Jossl of Rosheim bütün Avrupa'da etkisi bulunan yetenekli bir finansördü. Ne zaman Yahudi cemaati zor bir durumla karşılaşsa, hemen İmparator Charles IV veya kraliçe, prensler, piskoposlar ve Diet'lerle irtibata geçerdi. Joseph Suss Oppenheimer, Würtemberg Dükü'nün finansörüydü. Saraydaki bütün olaylara hakimdi." (Pictorial History of the Jewish People, Nathan Ausubel, sf.124)
"Krallığa ve prenslere ait olan her birimde bir saray Yahudisi bulunuyordu... 1673'te İmparator Leopold, bir Heidelberg Yahudisi olan Samuel Oppenheimer'ı saraya çağırttı ve ordularını hazırlama görevini verdi. 30 yıl boyunca, özellikle 1638'de Türklerin Viyana Kuşatması sırasında ve Fransa'ya karşı olan savaşlarda kendini bu işe verdi. Max von Baden, Avusturya ordusunun Oppenheimer olmasaydı yok olacağını yazdı. Prens Eugene onun hizmeti olmadan hareket etmeyi reddetti." (History of Anti-Semitism, Leons Poliakov, sf.229)
Bu Yahudi dönmeleri "Society For The Culture and Science of Judaism" (Yahudilik İlim ve Kültürü için Topluluk) adında bir grup kurdular. Böyle bir grup kurmaları, Hıristiyan görünmelerine rağmen Yahudilikten kesinlikle ayrılmadıklarını göstermiş oluyordu.
"Bu kuruluşun (Society for the Culture and Science of Judaism) kurucuları arasında I. L. Auerbach, E. Gans, H. Heine, I.M,Jost, M. Moser ve L. Zunz vardı, ki bunların çoğu dönme idiler." (Encyclopedia Judaica, Germany, cilt 7, sf.458-462)



Finans-kapital'den Güç Alan Siyonizm

XVIII. ve XIX. yüzyıllarda Yahudiler maddi ve siyasal güçlerinin doruk noktasına ulaştılar. XIX. yüzyılda, bütün dünyada Yahudi finans imparatorlukları kuruldu. Rothschild, Goldsmith, Warburg, Lehmon ve Speyer Avrupa ekonomisini büyük çapta ele geçiren Yahudi hanedanlarının başında geliyorlardı.
Yahudiler, maddi imkanlarını kullanarak devlet kademelerinde önemli görevler aldılar.
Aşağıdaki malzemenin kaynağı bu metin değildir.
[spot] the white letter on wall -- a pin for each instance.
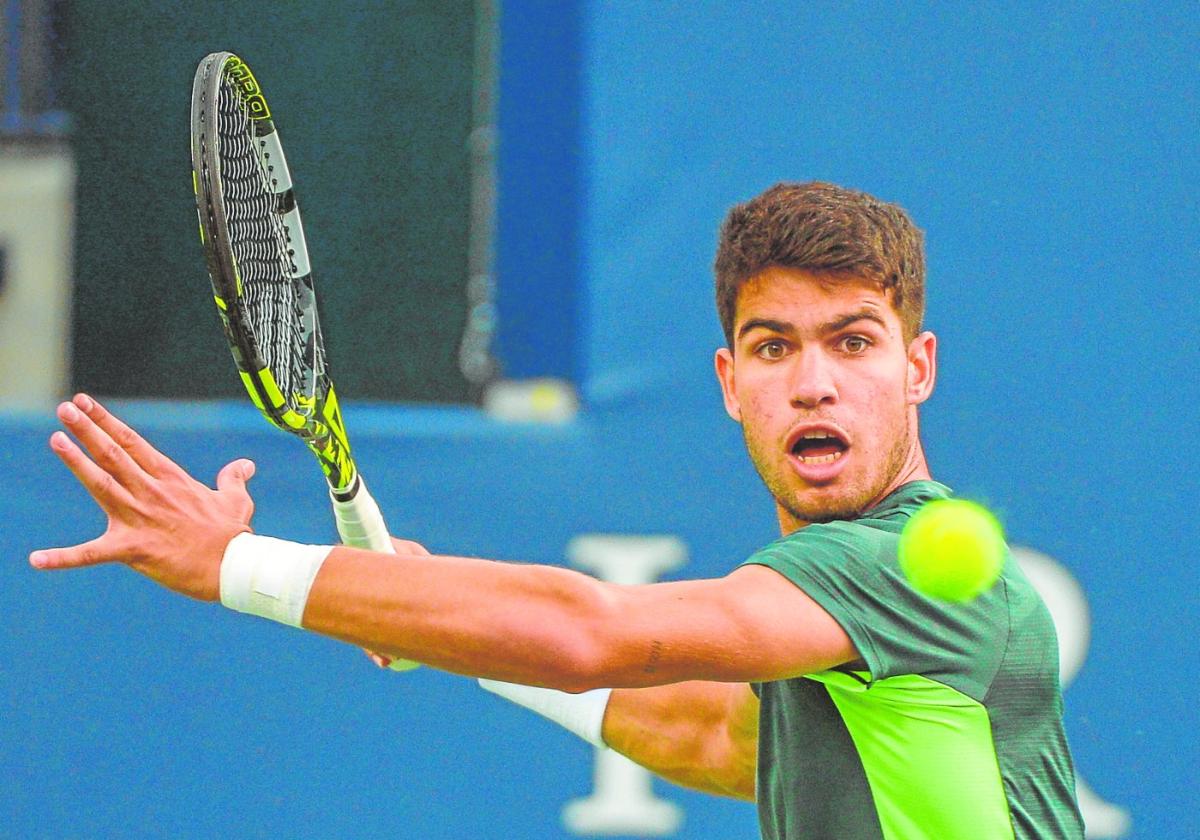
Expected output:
(623, 801)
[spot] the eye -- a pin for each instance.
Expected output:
(856, 345)
(771, 349)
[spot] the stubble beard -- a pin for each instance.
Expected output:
(846, 503)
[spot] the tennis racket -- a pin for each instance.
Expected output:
(262, 281)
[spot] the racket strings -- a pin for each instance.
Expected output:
(280, 305)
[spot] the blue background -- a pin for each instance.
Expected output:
(1050, 155)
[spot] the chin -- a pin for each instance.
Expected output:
(844, 507)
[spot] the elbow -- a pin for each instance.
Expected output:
(589, 657)
(585, 664)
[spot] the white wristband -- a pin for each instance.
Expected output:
(269, 577)
(579, 713)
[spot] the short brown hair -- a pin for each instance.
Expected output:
(828, 231)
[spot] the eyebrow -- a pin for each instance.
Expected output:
(823, 329)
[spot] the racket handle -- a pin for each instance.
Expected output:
(359, 522)
(360, 525)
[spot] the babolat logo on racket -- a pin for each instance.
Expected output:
(251, 94)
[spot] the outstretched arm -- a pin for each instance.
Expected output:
(529, 624)
(700, 735)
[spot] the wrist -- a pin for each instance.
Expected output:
(579, 713)
(269, 577)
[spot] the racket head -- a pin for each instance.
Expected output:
(258, 261)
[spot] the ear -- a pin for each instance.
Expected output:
(922, 367)
(724, 363)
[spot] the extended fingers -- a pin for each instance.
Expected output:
(108, 455)
(90, 553)
(138, 448)
(103, 487)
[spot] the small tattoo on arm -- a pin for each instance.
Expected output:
(652, 664)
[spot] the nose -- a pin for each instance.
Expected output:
(813, 379)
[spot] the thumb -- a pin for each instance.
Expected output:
(235, 474)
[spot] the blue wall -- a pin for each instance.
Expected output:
(1050, 157)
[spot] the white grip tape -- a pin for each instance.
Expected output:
(360, 523)
(269, 577)
(579, 713)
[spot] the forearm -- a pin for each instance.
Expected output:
(537, 625)
(696, 733)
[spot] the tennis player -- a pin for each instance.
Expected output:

Bu şekilde, aynı dönemde gelişen Siyonizme önemli destek sağladılar. Mason localarını organize ederek Siyonizme kazandırdıkları krallar, devlet başkanları, başbakanlar ve parlamento üyeleri sayesinde İsrail'in kuruluşuna zemin hazırladılar. "Dünya hakimiyeti" için en güçlü devletleri kontrolleri altına almaları gerektiğinin bilincinde olan Siyonist Yahudiler ellerindeki imkanları bunun için kullandılar.
(Sağda) İngiltere'deki Yahudi hakimiyetinin sembolü: Yahudi Başbakan Benjamin Disraeli. (1804-1881) (Solda) Siyonist lider Theodor Herzl en büyük desteği Avrupa devletlerini yönlendiren Siyonist ve mason bankerlerle, devlet adamlarından aldı.
"Siyonizmin kuvvetlendiği 1840'lar ile İsrail Devleti'nin kurulduğu 1948 yılı arasında Avusturya'da 95, Fransa'da 75, Almanya'da 150, İngiltere'de 90, sömürgelerinde 78, İtalya'da 54, Polonya'da 156, ABD'de 50 civarında Yahudi, üst düzey devlet kademelerinde bakanlık, başbakanlık ve parlamento üyeliği yapmıştır." (Universal Jewish Encyclopedia, cilt 7, Public Office Jews in, sf.22-29)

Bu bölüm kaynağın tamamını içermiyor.